A question I’m sometimes asked as a writer is how to make a compelling protagonist.  I always say give them agency - give them an objective, even if it’s evil, and we can’t help but be fascinated whether they get there.  But Homeland has made me think there’s something else in the mix: proximity.  Stay with a character for 96 episodes and you can’t help but root for her.  Even if she reveals herself in the final analysis to be a repellent human being, you still want to, have to, believe.

Friday 1 May 2020

One billion people! (say it in a Dr Evil voice, please)

I read an interesting headline the other day.

Not the article.  That would make me dangerously well-informed, and we know that's not how the Internet works.

It said that a billion people may catch Covid-19.  That's round about one-eighth of the population of this little blue marble.  That's a lot.  But my first thought was why stop there?

I mean, surely the more newsworthy story would be, 'Seven Billion Won't Catch Coronavirus'.  It's proving to be a pernicious little sod.  If it gets a billion, that sounds like an unstoppable momentum to me.  The rest of us won't be so much as a waffer thin mint to it as it gorges its way through us.  Like chickenpox, but with significantly superior firepower.  T-Rexpox, perhaps?

My understanding of the process is that, barring a vaccine, which isn't a given, you either contain it so it dies out, or the number of people who have had it and have built up resistance grows, meaning that remaining carriers get progressively worse at finding viral virgins to infect.  Quarantine or herd immunity.

The former strikes me as an impossible ask given how many cats are out of bags.  As for the latter... as an interconnected, global species the herd is a lot bigger than a billion.  I think you're talking pretty much the whole farm, all eight and nine noughts of us.  Okay, so as herd immunity builds up it becomes easier to contain an outbreak within a population that has built up resistance, but even so... a billion appears light to me.

There's lots of talk of finding a new normal after this is all over.  My fear is that new normal will be an old normal reborn.  That death is very much an everyday part of life.  And we'll look back on the last century or so as being a weird Elysian time, to life expectancy and health what the Renaissance was to art.

It's only in the last few generations (and particularly in the white, middle-class, Western world, to boot) that we have expected freedom from death.  I don't mean being so naive that we think we're immortal, but at least viewing the years from toddlerhood to retirement as being, for most practical purposes, free of natural death.  As if we have a right to life in a very literal sense, that the odds of dying without some human agency in the process can be disregarded on a day-to-day basis. 
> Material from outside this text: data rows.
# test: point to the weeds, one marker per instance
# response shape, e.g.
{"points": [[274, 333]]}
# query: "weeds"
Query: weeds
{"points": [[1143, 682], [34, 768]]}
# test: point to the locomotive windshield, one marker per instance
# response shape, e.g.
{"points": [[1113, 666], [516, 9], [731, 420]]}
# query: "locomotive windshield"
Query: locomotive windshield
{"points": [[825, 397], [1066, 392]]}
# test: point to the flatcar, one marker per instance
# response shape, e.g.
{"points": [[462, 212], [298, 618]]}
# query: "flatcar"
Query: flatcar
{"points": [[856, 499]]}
In my family, I think pretty much every generation before mine has lost children at birth.  Wind the clock back further and cholera, diphtheria, influenza and the rest of them were standard issue disrupters.  Don't make plans, it may never happen.  Our teleological thinking lulls us into a belief that progress has been about taking a fixed list of problems and crossing them off, one by one.  With smallpox gone and HIV managed, it's as if we can kick our shoes off and relax at the beach with a cold one.  You don't have to look far on the Internet to find people asking whether they can sue doctors, not for negligence or malpractice, but because things simply didn't turn out as they wanted.  That's the sort of bizarre mindset we've ended up with. 

And then along comes SARS-CoV-19, and we're reminded that, in Humanity versus Nature, it isn't just one side that can develop new weapons.  Our blitzkrieg on all things natural has gone pretty well up to now.  We thought we had it subjugated.  We're Adolf on the French coast gazing at the white cliffs of Dover in the haze.  But plucky little Nature has found a way to fight back, for the freedom of the many (species) against the one.

And, yes, I did just paint Mankind as the bad guys.